Changes in the Financial Regulations to tackle Fraudsters and Scammers
The Financial Conduct Authority (FCA) has revealed the latest figures on the level of investment scams in the UK in 2018. The report draws on nearly 7,000 reports during 2018 together with information from Action Fraud. The report shows that people in the UK lost over £197 million in fraudulent investment scams in 2018. The most commonly reported scams are in Forex, followed by crypto-currency as well as the shares and bond sectors connected to firms that are not regulated or authorised by the FCA. These sectors alone are responsible for 85% of all suspected investment scams in 2018. The Director of Action Fraud, Pauline Smith, was quoted in Finance Magnates, a financial publication “These statistics show that investment fraud is a major threat, with fraudsters doing everything they can to manipulate potential victims into making investments. Victims are often coerced or persuaded into parting with significant amounts of money and this can have a devastating impact on their wellbeing and finances.” Pauline Smith further commented: “we are working with the FCA to raise awareness of investment fraud and would urge anyone who is considering in investing to check with the FCA before parting with their money.”

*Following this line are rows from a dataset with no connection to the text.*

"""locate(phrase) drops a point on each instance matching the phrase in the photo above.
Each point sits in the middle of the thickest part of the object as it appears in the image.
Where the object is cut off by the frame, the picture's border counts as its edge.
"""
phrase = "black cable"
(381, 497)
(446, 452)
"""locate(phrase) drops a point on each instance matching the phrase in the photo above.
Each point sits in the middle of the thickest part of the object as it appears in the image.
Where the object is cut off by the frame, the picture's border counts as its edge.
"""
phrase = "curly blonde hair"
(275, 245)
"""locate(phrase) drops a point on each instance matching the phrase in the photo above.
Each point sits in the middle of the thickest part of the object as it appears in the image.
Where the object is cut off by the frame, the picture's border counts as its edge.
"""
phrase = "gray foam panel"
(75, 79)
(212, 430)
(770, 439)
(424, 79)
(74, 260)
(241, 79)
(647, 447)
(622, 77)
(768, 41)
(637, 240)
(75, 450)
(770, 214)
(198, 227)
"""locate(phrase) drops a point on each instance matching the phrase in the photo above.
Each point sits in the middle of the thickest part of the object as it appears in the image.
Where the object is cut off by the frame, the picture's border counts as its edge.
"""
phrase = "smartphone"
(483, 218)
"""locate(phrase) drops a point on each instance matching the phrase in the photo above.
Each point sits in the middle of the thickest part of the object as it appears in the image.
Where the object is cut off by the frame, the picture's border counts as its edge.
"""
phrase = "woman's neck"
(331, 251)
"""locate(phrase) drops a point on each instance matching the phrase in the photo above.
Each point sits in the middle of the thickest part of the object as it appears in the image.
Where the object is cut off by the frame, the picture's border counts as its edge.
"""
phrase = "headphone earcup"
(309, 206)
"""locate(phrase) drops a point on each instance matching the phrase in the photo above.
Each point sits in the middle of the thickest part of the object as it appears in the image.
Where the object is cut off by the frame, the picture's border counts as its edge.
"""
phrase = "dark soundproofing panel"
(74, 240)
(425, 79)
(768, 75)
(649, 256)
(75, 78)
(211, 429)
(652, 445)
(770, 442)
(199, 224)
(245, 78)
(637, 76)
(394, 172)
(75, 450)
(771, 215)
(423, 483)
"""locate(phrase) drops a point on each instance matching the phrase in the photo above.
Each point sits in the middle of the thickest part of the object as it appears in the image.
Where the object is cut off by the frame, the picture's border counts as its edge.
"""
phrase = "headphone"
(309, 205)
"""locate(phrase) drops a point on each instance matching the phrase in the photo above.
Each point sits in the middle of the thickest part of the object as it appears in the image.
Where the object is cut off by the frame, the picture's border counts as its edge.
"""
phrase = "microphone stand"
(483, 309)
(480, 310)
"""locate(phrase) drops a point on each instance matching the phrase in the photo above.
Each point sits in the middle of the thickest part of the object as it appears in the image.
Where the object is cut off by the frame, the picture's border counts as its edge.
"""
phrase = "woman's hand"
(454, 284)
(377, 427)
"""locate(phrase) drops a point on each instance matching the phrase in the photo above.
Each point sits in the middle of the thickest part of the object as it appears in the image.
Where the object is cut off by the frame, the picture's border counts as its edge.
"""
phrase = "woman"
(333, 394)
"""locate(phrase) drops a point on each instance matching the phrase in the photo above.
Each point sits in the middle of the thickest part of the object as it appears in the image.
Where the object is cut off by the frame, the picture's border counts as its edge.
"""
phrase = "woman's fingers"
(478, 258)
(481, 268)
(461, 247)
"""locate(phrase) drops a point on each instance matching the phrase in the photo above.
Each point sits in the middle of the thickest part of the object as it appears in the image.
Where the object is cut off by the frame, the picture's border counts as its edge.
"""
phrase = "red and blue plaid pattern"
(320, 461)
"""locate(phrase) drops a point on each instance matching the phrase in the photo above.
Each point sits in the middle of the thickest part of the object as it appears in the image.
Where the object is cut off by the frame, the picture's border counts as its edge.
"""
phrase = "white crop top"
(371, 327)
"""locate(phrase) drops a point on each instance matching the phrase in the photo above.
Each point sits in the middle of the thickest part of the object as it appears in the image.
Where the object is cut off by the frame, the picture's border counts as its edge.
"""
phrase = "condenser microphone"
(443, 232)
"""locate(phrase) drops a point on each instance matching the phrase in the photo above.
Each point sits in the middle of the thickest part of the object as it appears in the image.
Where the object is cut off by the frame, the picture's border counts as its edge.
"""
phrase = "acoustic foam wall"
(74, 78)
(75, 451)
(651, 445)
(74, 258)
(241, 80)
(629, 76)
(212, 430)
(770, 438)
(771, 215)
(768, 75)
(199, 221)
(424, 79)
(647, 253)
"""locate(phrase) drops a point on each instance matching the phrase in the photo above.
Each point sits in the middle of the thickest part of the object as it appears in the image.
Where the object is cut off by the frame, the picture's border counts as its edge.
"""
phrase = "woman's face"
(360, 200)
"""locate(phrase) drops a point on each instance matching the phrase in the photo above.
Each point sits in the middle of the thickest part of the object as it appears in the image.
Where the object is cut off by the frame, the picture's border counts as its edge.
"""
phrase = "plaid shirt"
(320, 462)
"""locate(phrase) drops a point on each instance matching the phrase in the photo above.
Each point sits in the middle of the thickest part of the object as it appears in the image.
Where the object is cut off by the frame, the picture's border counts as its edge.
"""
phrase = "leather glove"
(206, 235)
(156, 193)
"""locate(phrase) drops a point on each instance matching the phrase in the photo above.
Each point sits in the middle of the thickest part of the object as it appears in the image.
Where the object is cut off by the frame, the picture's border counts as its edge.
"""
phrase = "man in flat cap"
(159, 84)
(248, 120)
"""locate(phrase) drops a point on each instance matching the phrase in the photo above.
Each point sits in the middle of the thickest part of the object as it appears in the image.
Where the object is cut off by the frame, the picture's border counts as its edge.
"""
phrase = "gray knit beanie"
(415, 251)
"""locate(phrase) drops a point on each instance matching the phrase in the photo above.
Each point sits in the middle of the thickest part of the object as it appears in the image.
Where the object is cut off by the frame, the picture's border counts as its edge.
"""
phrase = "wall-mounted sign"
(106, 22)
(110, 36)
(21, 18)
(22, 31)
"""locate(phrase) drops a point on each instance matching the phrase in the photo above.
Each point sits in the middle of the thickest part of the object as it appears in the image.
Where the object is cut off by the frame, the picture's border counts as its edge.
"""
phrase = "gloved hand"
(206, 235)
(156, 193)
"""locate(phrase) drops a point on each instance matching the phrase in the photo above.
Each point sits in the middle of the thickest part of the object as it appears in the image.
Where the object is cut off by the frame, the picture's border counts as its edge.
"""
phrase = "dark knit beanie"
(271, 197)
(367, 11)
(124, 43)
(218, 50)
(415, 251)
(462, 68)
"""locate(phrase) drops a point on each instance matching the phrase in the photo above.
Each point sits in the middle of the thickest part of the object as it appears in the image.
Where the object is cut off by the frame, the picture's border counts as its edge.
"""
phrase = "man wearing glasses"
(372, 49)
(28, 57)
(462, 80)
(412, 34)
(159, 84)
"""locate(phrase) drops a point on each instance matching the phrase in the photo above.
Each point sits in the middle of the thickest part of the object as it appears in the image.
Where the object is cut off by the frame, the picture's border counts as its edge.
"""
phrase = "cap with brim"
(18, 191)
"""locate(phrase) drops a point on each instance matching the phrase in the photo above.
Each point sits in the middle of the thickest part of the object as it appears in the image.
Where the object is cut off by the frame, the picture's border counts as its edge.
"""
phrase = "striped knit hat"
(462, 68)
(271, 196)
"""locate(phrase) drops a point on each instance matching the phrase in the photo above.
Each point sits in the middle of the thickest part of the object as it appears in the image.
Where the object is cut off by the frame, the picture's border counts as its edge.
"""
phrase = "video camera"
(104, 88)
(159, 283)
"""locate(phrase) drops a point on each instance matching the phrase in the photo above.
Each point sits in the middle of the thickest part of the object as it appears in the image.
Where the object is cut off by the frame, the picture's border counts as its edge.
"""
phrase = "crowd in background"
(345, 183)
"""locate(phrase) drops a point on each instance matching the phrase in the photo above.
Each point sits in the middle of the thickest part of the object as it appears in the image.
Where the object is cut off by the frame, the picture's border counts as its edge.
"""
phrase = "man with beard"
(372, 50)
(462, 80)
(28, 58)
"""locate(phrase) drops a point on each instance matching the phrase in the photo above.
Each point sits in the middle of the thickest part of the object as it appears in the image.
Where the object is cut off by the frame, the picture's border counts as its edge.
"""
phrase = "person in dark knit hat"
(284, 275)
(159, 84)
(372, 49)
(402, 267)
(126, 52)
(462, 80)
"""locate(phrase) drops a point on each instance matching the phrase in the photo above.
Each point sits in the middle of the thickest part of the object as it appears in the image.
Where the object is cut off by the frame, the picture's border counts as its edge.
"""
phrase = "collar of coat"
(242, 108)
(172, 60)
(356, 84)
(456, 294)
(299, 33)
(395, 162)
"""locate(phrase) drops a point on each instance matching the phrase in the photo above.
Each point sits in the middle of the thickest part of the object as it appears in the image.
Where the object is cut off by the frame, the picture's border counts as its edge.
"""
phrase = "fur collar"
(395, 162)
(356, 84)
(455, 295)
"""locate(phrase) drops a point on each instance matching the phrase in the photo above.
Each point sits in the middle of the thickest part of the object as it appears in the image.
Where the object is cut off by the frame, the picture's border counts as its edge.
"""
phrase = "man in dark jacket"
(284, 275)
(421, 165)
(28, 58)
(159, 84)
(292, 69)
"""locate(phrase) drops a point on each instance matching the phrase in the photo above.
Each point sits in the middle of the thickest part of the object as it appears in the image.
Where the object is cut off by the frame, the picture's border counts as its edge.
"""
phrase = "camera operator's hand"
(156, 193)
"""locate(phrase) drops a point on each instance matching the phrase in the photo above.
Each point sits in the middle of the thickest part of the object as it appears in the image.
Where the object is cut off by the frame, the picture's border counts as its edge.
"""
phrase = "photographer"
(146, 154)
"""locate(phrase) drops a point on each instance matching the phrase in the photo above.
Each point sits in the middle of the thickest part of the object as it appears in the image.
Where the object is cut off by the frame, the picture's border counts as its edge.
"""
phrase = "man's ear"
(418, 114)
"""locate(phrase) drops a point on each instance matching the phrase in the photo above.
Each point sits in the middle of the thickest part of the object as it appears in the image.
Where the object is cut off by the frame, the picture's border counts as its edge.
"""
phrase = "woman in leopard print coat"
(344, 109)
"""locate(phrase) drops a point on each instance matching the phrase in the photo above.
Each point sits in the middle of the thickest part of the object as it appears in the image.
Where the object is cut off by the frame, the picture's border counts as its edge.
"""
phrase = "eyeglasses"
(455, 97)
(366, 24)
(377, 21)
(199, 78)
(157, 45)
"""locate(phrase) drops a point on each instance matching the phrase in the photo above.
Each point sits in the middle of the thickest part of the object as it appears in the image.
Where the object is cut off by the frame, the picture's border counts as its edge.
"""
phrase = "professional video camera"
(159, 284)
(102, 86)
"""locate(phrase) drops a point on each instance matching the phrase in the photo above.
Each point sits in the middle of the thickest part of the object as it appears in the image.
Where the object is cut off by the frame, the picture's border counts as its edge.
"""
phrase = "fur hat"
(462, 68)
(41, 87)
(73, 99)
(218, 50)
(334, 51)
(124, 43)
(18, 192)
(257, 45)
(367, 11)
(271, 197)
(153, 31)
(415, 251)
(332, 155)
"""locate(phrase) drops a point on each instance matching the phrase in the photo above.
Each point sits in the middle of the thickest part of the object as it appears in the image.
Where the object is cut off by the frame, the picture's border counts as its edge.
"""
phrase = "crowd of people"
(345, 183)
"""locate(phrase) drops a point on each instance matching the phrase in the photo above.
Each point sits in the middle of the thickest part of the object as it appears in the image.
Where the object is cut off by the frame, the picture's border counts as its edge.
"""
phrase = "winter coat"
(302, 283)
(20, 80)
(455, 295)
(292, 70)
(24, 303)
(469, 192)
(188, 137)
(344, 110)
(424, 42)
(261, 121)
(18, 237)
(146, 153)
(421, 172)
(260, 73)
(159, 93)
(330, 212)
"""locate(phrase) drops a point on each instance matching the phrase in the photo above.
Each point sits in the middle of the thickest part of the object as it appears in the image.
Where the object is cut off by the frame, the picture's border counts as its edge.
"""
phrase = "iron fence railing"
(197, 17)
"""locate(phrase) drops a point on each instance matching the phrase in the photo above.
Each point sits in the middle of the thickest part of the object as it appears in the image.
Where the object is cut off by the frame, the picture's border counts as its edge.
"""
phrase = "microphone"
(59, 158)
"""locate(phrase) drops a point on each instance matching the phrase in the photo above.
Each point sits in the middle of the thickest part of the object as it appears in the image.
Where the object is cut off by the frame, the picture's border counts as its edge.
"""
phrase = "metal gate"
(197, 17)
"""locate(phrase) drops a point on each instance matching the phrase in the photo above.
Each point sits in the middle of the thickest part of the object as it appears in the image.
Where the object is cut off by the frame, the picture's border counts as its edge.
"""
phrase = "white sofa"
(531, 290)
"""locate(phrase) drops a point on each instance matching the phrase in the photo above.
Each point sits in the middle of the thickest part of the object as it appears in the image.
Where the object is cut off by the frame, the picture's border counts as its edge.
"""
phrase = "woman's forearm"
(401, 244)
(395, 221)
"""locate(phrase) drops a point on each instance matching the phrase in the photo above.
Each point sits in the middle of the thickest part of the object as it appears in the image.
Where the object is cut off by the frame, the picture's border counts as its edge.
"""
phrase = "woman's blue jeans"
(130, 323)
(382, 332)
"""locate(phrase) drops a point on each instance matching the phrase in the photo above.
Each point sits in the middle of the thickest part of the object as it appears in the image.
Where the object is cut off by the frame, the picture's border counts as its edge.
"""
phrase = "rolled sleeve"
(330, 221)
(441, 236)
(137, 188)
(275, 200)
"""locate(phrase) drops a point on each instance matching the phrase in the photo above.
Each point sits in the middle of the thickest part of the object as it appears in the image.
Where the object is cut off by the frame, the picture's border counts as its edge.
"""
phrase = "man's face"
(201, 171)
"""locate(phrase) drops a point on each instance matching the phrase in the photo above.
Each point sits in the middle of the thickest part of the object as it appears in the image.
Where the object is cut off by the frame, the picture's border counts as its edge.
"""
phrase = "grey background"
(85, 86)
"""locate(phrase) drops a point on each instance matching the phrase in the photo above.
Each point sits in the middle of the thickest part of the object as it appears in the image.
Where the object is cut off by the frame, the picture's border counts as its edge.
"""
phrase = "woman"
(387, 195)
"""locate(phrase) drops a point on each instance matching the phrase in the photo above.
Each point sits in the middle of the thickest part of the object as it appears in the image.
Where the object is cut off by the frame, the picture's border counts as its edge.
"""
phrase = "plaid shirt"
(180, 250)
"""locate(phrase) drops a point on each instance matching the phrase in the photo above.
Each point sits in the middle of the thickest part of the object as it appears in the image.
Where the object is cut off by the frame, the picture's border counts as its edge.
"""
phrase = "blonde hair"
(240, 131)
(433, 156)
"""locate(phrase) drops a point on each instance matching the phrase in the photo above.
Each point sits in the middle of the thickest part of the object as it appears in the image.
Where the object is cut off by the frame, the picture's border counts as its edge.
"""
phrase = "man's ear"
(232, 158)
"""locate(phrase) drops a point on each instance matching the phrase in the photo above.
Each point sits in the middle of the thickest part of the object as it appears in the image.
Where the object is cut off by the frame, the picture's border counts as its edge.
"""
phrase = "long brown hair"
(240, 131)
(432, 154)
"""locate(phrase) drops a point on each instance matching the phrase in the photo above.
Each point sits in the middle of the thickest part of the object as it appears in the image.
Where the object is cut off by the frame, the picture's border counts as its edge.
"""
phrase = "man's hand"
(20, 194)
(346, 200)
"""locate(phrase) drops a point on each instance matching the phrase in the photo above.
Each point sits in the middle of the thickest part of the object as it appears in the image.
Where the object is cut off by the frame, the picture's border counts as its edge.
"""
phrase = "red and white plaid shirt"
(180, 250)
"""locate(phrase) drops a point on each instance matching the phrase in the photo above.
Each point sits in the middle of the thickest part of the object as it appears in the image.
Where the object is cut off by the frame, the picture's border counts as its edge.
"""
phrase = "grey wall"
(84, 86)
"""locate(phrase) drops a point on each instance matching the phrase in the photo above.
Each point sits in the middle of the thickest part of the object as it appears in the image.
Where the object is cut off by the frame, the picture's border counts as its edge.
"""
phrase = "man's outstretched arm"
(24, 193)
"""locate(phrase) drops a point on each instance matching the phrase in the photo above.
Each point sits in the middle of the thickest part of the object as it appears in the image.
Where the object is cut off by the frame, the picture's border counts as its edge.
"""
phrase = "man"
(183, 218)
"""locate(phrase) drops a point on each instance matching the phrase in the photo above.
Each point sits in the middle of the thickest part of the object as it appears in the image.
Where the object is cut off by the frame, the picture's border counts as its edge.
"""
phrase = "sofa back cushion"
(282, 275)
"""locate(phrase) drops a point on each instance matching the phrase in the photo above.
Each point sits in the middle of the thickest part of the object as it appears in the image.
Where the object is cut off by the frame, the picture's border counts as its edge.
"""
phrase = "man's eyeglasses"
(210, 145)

It will be no surprise that the fraudulent brokers that operate the scams are fast on their feet and change their tactics to deceive unwary investors to match the Authorities’ efforts to stop them in their tracks. Financial fraud is a worldwide problem and the fraudsters invariably set up their operations in parts of the world with weak financial regulation, designed to make it as difficult as possible for their victims to be compensated or for them to be prosecuted.
In the UK there are very clear rules for investment brokers to follow including the fact that novice investors with little or no knowledge of the markets must not be led into schemes they do not understand and must not be encouraged to take significant risks.
The UK Authorities are trying to protect individuals from fraud and have moved the responsibility for regulation of binary options, which depends on guessing just whether the market will rise or fall, from the Gambling Commission, whose hands were tied to some degree as far as the scams involving binary options were concerned, to the FCA and since 3 January 2018 UK firms offering binary options must be authorised by the FCA, resulting in:
- Firms dealing in binary options are now authorised and supervised by the Financial Conduct Authority
- Binary options will be subject to the same regulatory regime as for investment products
- Individual complaints can be referred to the Financial Ombudsman Service
- Eligible consumers will have access to the Financial Services Compensation Scheme
Giambrone’s banking and finance team employ various tactics and strategies for restoring the money lost by our clients to fraudulent brokers. Tracking the convoluted route that the scammers invariably take to hide themselves and the money that they have stolen is time-consuming and sometimes thankless. Most fraudulent brokers operate on a hit and run model and will try to make as much as they can as quickly as they can before they disappear before they can be caught.
However, the Giambrone team has considerable success in retrieving money for our clients. They can and do leverage their years of experience to oblige facilitators (albeit unwitting) of the fraud to compensate our clients when sloppy due diligence has made it easy for the fraudsters. However, this can be slow and organisations such as banks can only act once due process has taken place, such as a court order to enable them to act legitimately within the law.